You know that family has two children and at least one of these is a daughter. Now suppose that you ring the doorbell and a daughter opens the door. Assuming that each of the two children answer the doorbell with equal probability what is the probability you now assign to the family having two daughters?
A: family has two daughters; B : family has one daughter; C : daughter opens the door
$P(C/A) = 1$
$P(C/B) = \frac 1 2$
$P(A/C) = \frac 1 {1+ \frac 1 2} = \frac 2 3 $
Is this correct ?
It looks like you are trying to apply Bayes' theorem which tells us that
$\displaystyle P(A|C) = \frac {P(C|A)P(A)}{P(C)}$
where event A is "family has two daughters given that the family has two children and at least one daughter" and event C is "a daughter answers the door given that the family has two children and at least one daughter".

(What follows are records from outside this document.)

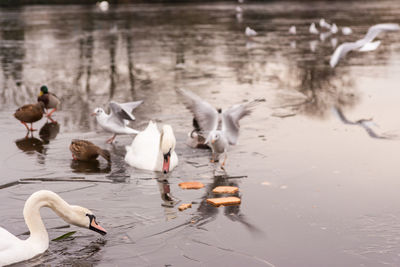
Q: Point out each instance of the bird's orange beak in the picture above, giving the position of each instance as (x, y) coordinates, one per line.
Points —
(95, 226)
(166, 163)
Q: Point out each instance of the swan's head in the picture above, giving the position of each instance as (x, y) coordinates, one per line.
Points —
(83, 217)
(98, 112)
(167, 145)
(213, 137)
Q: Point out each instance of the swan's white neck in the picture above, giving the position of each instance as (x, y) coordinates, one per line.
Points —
(39, 237)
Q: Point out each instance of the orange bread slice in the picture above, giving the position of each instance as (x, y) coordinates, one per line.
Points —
(225, 190)
(184, 206)
(224, 201)
(191, 185)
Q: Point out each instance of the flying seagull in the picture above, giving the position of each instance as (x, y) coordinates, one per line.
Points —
(220, 129)
(364, 44)
(117, 121)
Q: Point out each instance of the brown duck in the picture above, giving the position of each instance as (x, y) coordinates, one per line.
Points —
(29, 114)
(50, 100)
(86, 151)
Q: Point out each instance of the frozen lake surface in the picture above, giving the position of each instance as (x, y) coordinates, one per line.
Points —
(317, 161)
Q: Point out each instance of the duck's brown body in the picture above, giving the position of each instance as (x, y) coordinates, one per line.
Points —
(50, 100)
(30, 113)
(86, 151)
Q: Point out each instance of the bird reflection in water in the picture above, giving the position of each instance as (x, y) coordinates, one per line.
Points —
(92, 166)
(49, 131)
(30, 144)
(169, 200)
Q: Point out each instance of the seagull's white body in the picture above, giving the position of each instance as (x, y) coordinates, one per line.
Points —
(250, 32)
(13, 249)
(103, 6)
(365, 44)
(117, 121)
(292, 29)
(149, 146)
(313, 29)
(347, 31)
(221, 129)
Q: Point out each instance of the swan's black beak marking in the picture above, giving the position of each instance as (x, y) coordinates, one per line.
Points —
(167, 158)
(94, 226)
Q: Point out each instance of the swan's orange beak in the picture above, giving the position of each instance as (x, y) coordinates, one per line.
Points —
(95, 226)
(166, 162)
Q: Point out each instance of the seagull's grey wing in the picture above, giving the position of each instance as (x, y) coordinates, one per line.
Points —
(205, 114)
(128, 107)
(378, 28)
(120, 114)
(342, 50)
(231, 117)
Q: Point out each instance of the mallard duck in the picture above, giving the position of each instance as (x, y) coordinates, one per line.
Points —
(50, 100)
(29, 114)
(86, 151)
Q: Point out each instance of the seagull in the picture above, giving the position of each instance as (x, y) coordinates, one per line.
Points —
(313, 29)
(347, 31)
(103, 6)
(220, 128)
(117, 121)
(334, 28)
(324, 24)
(292, 30)
(250, 32)
(364, 44)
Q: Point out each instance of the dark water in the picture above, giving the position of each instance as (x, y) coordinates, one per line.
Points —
(321, 184)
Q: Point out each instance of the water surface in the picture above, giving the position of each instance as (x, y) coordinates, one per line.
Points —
(318, 160)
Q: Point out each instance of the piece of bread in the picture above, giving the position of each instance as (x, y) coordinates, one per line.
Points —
(224, 201)
(225, 190)
(191, 185)
(184, 206)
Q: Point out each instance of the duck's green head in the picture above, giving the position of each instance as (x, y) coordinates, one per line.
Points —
(43, 90)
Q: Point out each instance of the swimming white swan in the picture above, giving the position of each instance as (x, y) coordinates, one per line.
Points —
(152, 150)
(13, 249)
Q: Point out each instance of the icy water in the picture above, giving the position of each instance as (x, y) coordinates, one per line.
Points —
(316, 164)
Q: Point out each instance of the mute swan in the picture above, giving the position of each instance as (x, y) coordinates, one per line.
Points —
(152, 150)
(13, 249)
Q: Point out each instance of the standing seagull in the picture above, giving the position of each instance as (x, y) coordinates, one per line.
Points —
(220, 128)
(50, 100)
(117, 121)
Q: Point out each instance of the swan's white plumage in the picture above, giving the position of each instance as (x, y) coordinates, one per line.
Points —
(13, 249)
(146, 151)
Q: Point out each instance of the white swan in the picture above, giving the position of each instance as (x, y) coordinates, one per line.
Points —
(13, 249)
(152, 150)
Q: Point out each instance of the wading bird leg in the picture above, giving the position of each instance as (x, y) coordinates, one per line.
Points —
(31, 129)
(109, 141)
(24, 123)
(49, 114)
(223, 163)
(212, 157)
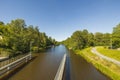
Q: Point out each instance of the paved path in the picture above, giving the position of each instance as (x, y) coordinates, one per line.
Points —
(94, 51)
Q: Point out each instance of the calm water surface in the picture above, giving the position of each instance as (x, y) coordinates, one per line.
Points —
(45, 66)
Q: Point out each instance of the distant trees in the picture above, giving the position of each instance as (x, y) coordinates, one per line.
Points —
(83, 39)
(116, 36)
(17, 36)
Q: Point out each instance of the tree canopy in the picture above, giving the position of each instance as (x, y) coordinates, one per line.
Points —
(17, 36)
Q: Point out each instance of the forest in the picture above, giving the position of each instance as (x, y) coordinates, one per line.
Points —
(17, 38)
(81, 39)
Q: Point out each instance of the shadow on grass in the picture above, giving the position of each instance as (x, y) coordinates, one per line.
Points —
(16, 69)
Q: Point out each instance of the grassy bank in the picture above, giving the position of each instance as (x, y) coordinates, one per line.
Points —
(108, 68)
(113, 53)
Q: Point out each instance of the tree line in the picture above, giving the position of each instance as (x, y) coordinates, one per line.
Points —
(83, 38)
(16, 37)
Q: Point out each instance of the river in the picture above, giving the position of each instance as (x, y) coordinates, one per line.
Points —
(45, 66)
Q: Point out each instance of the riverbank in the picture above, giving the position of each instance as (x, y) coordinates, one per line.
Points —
(106, 67)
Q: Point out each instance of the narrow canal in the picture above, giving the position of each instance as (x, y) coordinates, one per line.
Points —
(45, 66)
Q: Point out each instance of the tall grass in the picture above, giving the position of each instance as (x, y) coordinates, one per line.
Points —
(108, 68)
(112, 53)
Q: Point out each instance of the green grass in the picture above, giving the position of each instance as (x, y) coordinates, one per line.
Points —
(108, 68)
(112, 53)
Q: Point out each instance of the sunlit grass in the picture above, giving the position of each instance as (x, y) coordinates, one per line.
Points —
(106, 67)
(112, 53)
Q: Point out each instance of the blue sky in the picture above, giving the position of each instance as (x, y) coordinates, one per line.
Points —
(60, 18)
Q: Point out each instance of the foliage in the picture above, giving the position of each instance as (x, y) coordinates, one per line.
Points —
(18, 37)
(83, 39)
(109, 52)
(116, 36)
(108, 68)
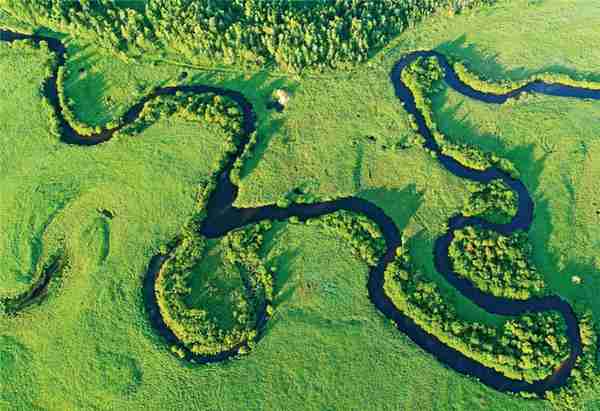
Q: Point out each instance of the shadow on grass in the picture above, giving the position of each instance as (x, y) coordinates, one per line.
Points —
(258, 88)
(400, 204)
(486, 63)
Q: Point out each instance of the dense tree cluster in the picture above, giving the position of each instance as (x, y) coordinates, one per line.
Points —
(295, 35)
(364, 237)
(494, 201)
(423, 78)
(506, 86)
(193, 326)
(584, 376)
(495, 263)
(529, 347)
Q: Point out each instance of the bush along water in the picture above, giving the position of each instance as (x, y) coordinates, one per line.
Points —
(494, 201)
(293, 35)
(423, 78)
(196, 329)
(496, 264)
(529, 347)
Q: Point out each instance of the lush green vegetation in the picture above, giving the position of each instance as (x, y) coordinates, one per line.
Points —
(494, 201)
(294, 35)
(248, 293)
(363, 236)
(507, 86)
(529, 347)
(495, 263)
(423, 77)
(343, 134)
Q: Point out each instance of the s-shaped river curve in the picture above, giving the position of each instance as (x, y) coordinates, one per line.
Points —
(222, 216)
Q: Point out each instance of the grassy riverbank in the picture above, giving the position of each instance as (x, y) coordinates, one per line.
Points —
(90, 345)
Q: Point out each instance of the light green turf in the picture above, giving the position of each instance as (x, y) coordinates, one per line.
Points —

You know that $P(C|A)=1$ and $P(A) = \frac 1 3$. If $\lnot A$ (which I think you are calling B) then the family has one son and one daughter, so $P(C|\lnot A) = \frac 1 2$ (this is where we use the information that one of the children will answer the door, and each child is equally likely to answer the door). So we can find $P(C)$ as follows
$\displaystyle P(C) = P(C|A)P(A) + P(C|\lnot A)P(\lnot A) = \frac 1 3 + \frac 1 3 = \frac 2 3$
which gives us
$\displaystyle P(A|C) = \frac 1 3 \times \frac 3 2 = \frac 1 2$
Another way to see this is as follows. There are two scenarios in which a daughter answers the door:
Since these two scenarios are equally likely, the probability that we have scenario 1 is $\frac 1 2$.